Also known as four-day coconut cake.
Coconut cake (“The cake of the future”) by jylcat, on Flickr
Usually when you go to a restaurant and see a coconut cake, it’s a beautiful, perfect cylinder with even layers–but those familiar with Southern cuisine know there’s an entire class of coconut cakes that make up for their not-quite-photo-ready looks with extra moisture and sweetness. There’s one called a Cajun coconut cake that uses evaporated milk; another, the coconut dream cake, uses coconut cream pudding mix; and there’s a wet coconut cake that pours coconut milk on the hot layers.
And then there’s the sour cream version, admonition cake. According to (totally practical) legend, got its name because you are admonished not to cut it for four days.

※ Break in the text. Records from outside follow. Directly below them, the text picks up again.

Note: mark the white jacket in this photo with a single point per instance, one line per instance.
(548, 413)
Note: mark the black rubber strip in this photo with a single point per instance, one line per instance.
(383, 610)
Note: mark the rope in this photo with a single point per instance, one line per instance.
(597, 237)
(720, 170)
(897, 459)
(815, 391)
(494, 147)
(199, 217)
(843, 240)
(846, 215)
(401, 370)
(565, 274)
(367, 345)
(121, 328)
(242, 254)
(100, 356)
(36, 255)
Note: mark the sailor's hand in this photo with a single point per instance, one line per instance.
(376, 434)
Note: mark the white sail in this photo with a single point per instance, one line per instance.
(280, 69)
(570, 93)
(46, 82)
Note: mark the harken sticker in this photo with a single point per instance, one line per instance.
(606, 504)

During those four days, the sour cream and sugar mixture (along with the moisture in the frozen coconut) starts to sink into the layers of the cake, creating a rich, creamy experience that can be more than a little misshapen. Some cooks form the cake in a tall springform pan, then put the exterior icing on when it’s unmolded to help it keep the shape. Others make it in a bowl altogether, because who are you trying to impress? We’re all family, here, right?
Here’s a version from the December 19, 1974 edition of the Statesville (North Carolina) Record And Landmark:
Resting and ripening in our refrigerate right now is a coconut cake you won’t believe! The recipe came to us a few days ago and we call it Four-Day Coconut Cake. It was described as “out of this world.” We haven’t cut the one we made for the recipe calls for it to be stored in the refrigerator four days and tomorrow is the day. This one does not look so pretty but is bound to be good. You might like to try it. We don’t say it should take the place of old-fashioned homemade fresh coconut cake.
Four-Day Coconut Cake
2 cups sugar
The night before baking the cake, combine sugar, sour cream and coconut; store in refrigerator. The next morning, prepare the cake and bake in two layers according to package directions. Turn out layers; cool. Split each layer to make two layers or a total of four. Fill and frost with sour cream mixture. Cover and store in refrigerator and do not cut for four days.
This cake probably wasn’t the only cooking going on in the kitchen of Vivian Mathis. In 1940, Vivian Truitt Mathis worked as a “beauty operator” in a beauty parlor, and her husband was a “dough man” in a wholesale bakery.
A beauty operator is some variety of cosmetologist, although I’m not sure what the licensing requirements were in 1940.
“Wise men still seek Jesus” is, I think, a reference to Matthew 2:1-12, the story of the wise men visiting Jesus. The short version of the story is that word of a Jesus reaches Herod and Herod tells the magi to go find the child and then bring back word so Herod could go worship him. Before they leave, however, they are admonished in a dream not to return to Herod.
L.R. was a member of Calvary Baptist Church, and about a month after she passed, the pastor gave a sermon on that Bible passage titled, “The Journey of the Wise Men.” You can listen online, if you’re so inclined. Coincidentally enough, that sermon was delivered two years ago today.
If the word “copied” above the Bible quote means it was originally on the card Vivian wrote, I should mention that Vivian and her husband (if I’m reading this rigth) were members of the First Baptist Church of Stanleyville. The churches are about ten miles apart and both are members of the Southern Baptist Convention.
From the box of L.R. from Winston-Salem, North Carolina.
2 cups sugar
2 cups sour cream
2 cups frozen coconut
1 package yellow cake mix
The night before baking the cake combine sugar, sour cream, and coconut; mix up real good. Put in the refrigerator.
Prepare the cake and bake into 2 layers by package directions and cool. Split [each] in two layers (makes 4 layers).
Fill and frost with sour cream mixture. Store in refrigerator. Cover and do not cut for 4 days.
Keep well a long time in refrigerator.
Use cool whip for sides.
Wise men still seek Jesus.
Recipe from the kitchen of Vivian Mathis.